À partir d’une enquête d’Ariane Chemin, comment un certain Félix Mora a recruté en masse de jeunes Marocains pour les mines du Nord et de Lorraine. Une autre histoire de la France et de l’immigration, racontée par ses acteurs. "Mora veut, Mora a !"
Dans ce film, le réalisateur Frédéric Laffont fait témoigner d’anciens mineurs recrutés au Maroc dans les années 1960-1980 pour travailler dans des mines de Lorraine et du nord de la France. Vu sur Arte à 22 h 45, mercredi 31 août.
« Je suis venu avec Mora. » Ce sont les premiers mots de Lahcen Tighanimine à sa fille Mariame, sociologue - c’est elle qui guide le film, traduit les paroles recueillies et porte la voix off en français et en berbère -, qui l’interroge sur son parcours d’immigré dont le destin fut scellé un jour de 1963 à Taliouine, au Maroc. Cet hiver-là, Félix Mora, chef de la main-d’œuvre des Houillères, sillonne les villages du Souss. Comme partout ailleurs dans le royaume, les jeunes, pour la plupart fils de paysans, se précipitent, candidats à l’exil attirés par le mirage d’une vie qu’ils espèrent meilleure qu’au bled. Dans les années 1960-70, loin, très loin du Sud marocain, les mines du Pas-de-Calais et de Lorraine peinent à trouver des volontaires pour descendre au fond. Particulièrement dur, le travail est aussi mal payé. D’où ce recrutement au cœur de l’ancien protectorat.
80 000 Marocains recrutés pour le Nord et la Lorraine
Ancien militaire, l’agent recruteur des Houillères du bassin du Nord et du Pas-de-Calais examine et palpe les corps. Lahcen Tighanimine (ainsi rebaptisé du nom de son village), Hammou Chakouk et les autres attendent avec anxiété son verdict : tampon vert sur les torses nus, l’espoir d’argent pour la famille et la fierté ; rouge, le retour au bled et la honte. Mora aurait ainsi recruté plus de 80 000 mineurs pour le Nord et la Lorraine.
Après deux jours et trois nuits à fond de cale, dans les entrailles du paquebot Lyautey, le débarquement à Marseille est suivi du transfert, avant la descente dans les galeries de poussière noire, aux côtés d’Italiens, d’Espagnols et de Polonais, mieux payés.

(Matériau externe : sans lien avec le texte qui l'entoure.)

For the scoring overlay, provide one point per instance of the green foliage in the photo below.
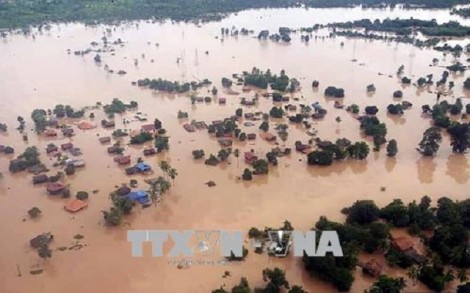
(359, 150)
(141, 138)
(28, 158)
(261, 167)
(212, 161)
(395, 109)
(223, 154)
(247, 175)
(162, 143)
(332, 91)
(398, 94)
(371, 110)
(264, 126)
(460, 136)
(23, 13)
(434, 277)
(363, 212)
(34, 212)
(182, 115)
(39, 117)
(113, 217)
(395, 213)
(276, 279)
(392, 148)
(429, 145)
(276, 112)
(262, 79)
(388, 285)
(354, 108)
(226, 82)
(322, 158)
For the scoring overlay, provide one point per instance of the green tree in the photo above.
(387, 284)
(261, 166)
(34, 212)
(247, 175)
(392, 148)
(429, 145)
(459, 136)
(363, 212)
(162, 143)
(276, 279)
(264, 126)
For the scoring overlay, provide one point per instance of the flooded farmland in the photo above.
(40, 72)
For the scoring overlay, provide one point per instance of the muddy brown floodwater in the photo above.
(38, 73)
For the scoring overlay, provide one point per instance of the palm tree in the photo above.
(462, 275)
(172, 173)
(236, 153)
(413, 273)
(165, 167)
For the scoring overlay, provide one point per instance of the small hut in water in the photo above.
(39, 179)
(55, 188)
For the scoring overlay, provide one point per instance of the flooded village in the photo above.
(281, 118)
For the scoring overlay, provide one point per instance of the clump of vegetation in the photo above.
(430, 143)
(29, 158)
(247, 175)
(171, 86)
(262, 80)
(118, 107)
(332, 91)
(354, 108)
(182, 115)
(392, 148)
(198, 154)
(34, 212)
(141, 138)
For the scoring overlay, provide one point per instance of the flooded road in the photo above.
(39, 73)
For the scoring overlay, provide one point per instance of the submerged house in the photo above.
(51, 148)
(250, 158)
(75, 205)
(269, 136)
(225, 142)
(140, 196)
(189, 127)
(149, 152)
(105, 139)
(123, 160)
(148, 128)
(68, 132)
(143, 167)
(113, 149)
(123, 190)
(39, 179)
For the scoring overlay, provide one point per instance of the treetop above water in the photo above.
(22, 13)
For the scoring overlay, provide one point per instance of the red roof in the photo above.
(148, 128)
(402, 243)
(124, 160)
(75, 205)
(55, 187)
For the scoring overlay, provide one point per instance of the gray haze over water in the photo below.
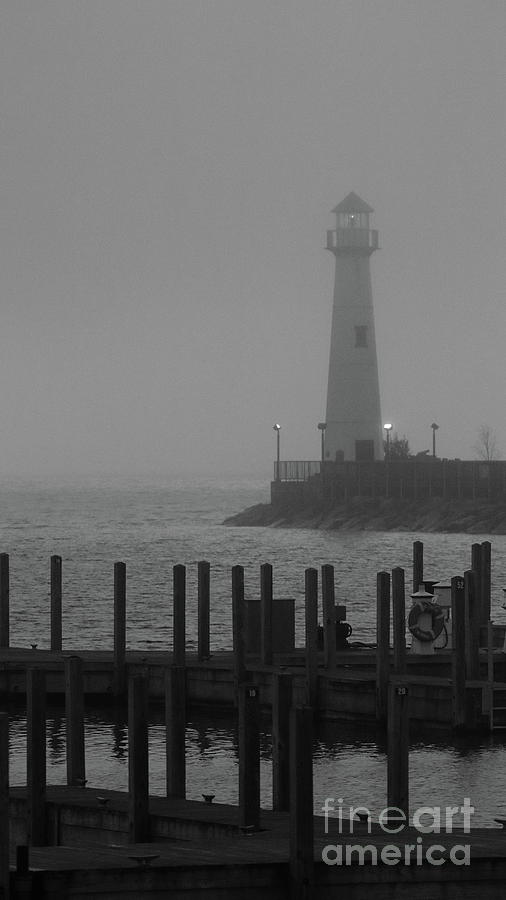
(168, 171)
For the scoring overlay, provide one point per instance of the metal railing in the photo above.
(296, 469)
(344, 238)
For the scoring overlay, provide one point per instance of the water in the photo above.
(152, 525)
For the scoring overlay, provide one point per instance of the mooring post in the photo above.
(249, 757)
(311, 611)
(458, 652)
(398, 746)
(281, 705)
(4, 806)
(56, 596)
(175, 731)
(74, 715)
(399, 620)
(36, 756)
(4, 599)
(266, 614)
(119, 676)
(179, 620)
(488, 694)
(472, 630)
(329, 617)
(238, 628)
(417, 565)
(477, 568)
(203, 609)
(301, 804)
(382, 644)
(485, 587)
(138, 765)
(472, 635)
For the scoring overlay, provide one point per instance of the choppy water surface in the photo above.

À la fermeture des mines dans les années 1980, les "Mora" découvrent les chaînes des usines automobiles Renault et Peugeot, ouvriers d’une France industrielle déclinant au crépuscule des Trente Glorieuses. Vient le temps du regroupement familial, des naissances et des cités qui achève de les convaincre de rester… Le choix d’un destin
"T’es pas contente d’être ici ?"
À sa fille Mariame, sociologue, qui l’interroge sur la violence de la méthode du "négrier des Houillères", Lahcen Tighanimine répond simplement : "T’es pas contente d’être ici ?" Lucides et enjoués, ces retraités racontent sans nostalgie leur épopée industrieuse, loin des arganiers et des palmiers-dattiers de l’Atlas, et le choix d’un destin : "On a pensé à la vie devant nous…" Devenus pères et grands-pères de centaines de milliers de Français, les anciens mineurs, touchants, témoignent avec précision et sans pathos. À rebours des débats identitaires empoisonnés, leur récit, au présent, dessine tout en nuances une histoire de France et de l’immigration méconnue, entre travail, exploitation, dignité, rêves accomplis et mémoire, et montre combien la traversée de la Méditerranée revêt, aujourd'hui comme hier, une dimension mythologique.